Former British Prime Minister Tony Blair is to invest in a new “not for profit institute” dedicated to dreaming up pro-establishment, globalist policies.
The former PM insisted the Tony Blair Institute would not be a vehicle for his return to frontline politics, but instead would be a “platform” offering “thought leadership”.
He acknowledged it was “abundantly clear” he could not personally return to British politics after the Iraq War, but added: “I care about my country and the world my children and grandchildren will grow up in; and want to play at least a small part in contributing to the debate about the future of both.”
He said the new institute would “build a new policy agenda” for what he called the “centre ground” of politics, as well as allowing “a reasonable and evidence based discussion of the future which avoids the plague of social media-led exchanges of abuse.”
The former Prime Minister hinted one of the focuses of the new institute would be supporting European integration as well as open borders.
“Part of its focus will plainly be around the European debate; but this will not be its exclusive domain.
“It has to go far wider than that since in many ways the Europe debate is a lightning rod for the whole of politics.”
Populism, Mr Blair said, was growing on both the left and the right, threatening the “open-minded” process of globalisation and the “benefits”

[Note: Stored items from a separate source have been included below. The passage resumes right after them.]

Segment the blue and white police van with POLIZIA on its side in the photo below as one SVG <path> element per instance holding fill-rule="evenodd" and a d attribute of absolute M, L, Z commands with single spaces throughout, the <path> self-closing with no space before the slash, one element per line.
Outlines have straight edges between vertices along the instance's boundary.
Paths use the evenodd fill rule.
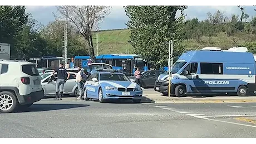
<path fill-rule="evenodd" d="M 247 49 L 204 48 L 183 53 L 171 71 L 171 94 L 237 93 L 246 96 L 256 91 L 256 64 Z M 168 78 L 168 77 L 167 77 Z M 168 94 L 168 79 L 156 80 L 155 90 Z"/>

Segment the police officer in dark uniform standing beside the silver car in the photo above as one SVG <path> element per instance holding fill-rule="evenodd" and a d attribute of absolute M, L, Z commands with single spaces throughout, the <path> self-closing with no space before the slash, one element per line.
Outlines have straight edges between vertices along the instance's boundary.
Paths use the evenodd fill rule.
<path fill-rule="evenodd" d="M 66 83 L 67 79 L 70 78 L 70 73 L 67 73 L 67 70 L 64 68 L 64 65 L 62 63 L 60 64 L 60 68 L 55 69 L 55 72 L 57 73 L 55 100 L 58 100 L 58 99 L 62 100 L 61 97 L 63 95 L 64 84 Z M 53 76 L 55 76 L 54 75 L 55 72 L 53 72 Z M 60 96 L 58 95 L 59 89 L 60 89 Z"/>

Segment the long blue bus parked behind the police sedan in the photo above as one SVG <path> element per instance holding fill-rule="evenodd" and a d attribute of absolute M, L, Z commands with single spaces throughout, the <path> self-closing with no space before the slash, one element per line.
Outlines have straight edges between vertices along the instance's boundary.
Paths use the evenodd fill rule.
<path fill-rule="evenodd" d="M 106 63 L 113 66 L 113 69 L 122 70 L 127 76 L 134 74 L 135 68 L 149 70 L 146 60 L 136 54 L 105 54 L 95 56 L 97 63 Z M 81 65 L 86 68 L 91 63 L 90 56 L 75 56 L 75 67 Z"/>

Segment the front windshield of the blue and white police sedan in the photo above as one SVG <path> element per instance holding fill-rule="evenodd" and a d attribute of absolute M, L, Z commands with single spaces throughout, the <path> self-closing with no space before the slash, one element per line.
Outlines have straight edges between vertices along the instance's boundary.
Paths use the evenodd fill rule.
<path fill-rule="evenodd" d="M 124 74 L 100 74 L 100 80 L 130 81 Z"/>

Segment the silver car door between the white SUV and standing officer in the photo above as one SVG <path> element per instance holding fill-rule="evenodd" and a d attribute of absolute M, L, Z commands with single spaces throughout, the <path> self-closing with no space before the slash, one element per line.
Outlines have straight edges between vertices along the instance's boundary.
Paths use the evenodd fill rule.
<path fill-rule="evenodd" d="M 47 76 L 43 82 L 42 87 L 45 90 L 45 95 L 53 95 L 56 94 L 55 88 L 56 88 L 56 80 L 53 78 L 53 75 Z"/>

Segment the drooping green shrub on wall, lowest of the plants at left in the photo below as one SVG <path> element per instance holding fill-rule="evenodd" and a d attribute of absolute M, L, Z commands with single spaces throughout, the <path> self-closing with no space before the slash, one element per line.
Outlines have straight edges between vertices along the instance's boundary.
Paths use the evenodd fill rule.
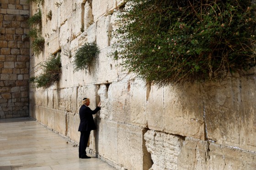
<path fill-rule="evenodd" d="M 35 83 L 36 88 L 49 88 L 59 81 L 61 74 L 60 53 L 57 56 L 52 55 L 41 67 L 43 68 L 43 73 L 37 77 L 30 78 L 30 82 Z"/>

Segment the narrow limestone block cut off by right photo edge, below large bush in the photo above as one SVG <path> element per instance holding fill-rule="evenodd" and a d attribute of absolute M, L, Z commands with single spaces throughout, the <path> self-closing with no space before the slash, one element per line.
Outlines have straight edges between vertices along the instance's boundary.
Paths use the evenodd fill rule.
<path fill-rule="evenodd" d="M 239 120 L 240 146 L 256 152 L 256 83 L 255 80 L 242 78 L 238 100 L 241 100 Z M 240 95 L 240 96 L 239 96 Z"/>

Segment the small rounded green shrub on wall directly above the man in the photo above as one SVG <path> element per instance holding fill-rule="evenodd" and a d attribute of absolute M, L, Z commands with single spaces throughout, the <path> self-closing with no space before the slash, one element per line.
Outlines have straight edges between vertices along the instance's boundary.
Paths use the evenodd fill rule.
<path fill-rule="evenodd" d="M 95 42 L 85 43 L 75 53 L 74 71 L 87 70 L 95 62 L 95 57 L 100 53 Z"/>

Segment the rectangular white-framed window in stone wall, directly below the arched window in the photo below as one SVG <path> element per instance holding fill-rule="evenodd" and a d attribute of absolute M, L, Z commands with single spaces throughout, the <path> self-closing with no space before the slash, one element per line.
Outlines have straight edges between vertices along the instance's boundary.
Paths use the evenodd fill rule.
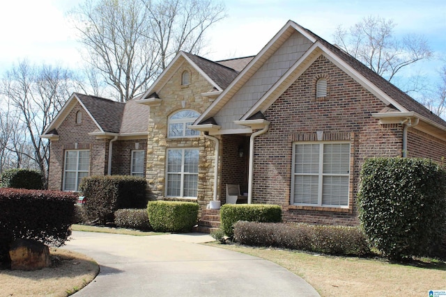
<path fill-rule="evenodd" d="M 197 198 L 199 150 L 167 151 L 166 195 Z"/>

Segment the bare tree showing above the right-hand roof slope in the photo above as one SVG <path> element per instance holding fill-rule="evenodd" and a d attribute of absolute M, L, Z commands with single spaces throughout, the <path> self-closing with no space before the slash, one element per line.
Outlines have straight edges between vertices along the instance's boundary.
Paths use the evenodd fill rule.
<path fill-rule="evenodd" d="M 348 54 L 367 65 L 388 81 L 404 67 L 433 56 L 428 42 L 422 35 L 394 38 L 392 20 L 366 17 L 346 30 L 339 26 L 334 42 Z"/>

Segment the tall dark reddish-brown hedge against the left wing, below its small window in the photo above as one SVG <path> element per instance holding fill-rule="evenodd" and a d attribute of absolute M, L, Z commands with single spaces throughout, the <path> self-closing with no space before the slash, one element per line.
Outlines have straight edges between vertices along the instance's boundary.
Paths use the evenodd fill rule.
<path fill-rule="evenodd" d="M 105 224 L 118 209 L 146 208 L 146 179 L 130 175 L 84 177 L 79 186 L 87 216 Z"/>

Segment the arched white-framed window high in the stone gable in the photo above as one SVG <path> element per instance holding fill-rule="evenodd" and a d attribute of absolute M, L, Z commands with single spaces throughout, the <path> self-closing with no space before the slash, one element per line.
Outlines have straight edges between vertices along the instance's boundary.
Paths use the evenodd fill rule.
<path fill-rule="evenodd" d="M 169 118 L 169 138 L 199 136 L 200 131 L 189 129 L 199 117 L 195 111 L 178 111 Z"/>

The Mail quotes him as saying: “This new populism may differ in some respects between left and right — the left anti-business, the right anti-immigrant — but in others, what is remarkable is the convergence between them, especially around isolationism and protectionism, in what is an essentially closed-minded approach to globalisation and its benefits and to international engagement.”
His Institute comes as voters across Europe and North America turn against globalisation and open borders, and the elite that supports them.
A survey last month found that a majority of voters in various European countries, including France, were ready to embrace populism. A total of 63 per cent of French voters said they supported populist ideas such as ant-globalism, national identity and strong borders.
In Britain, 48 per cent said they would support a populist platform.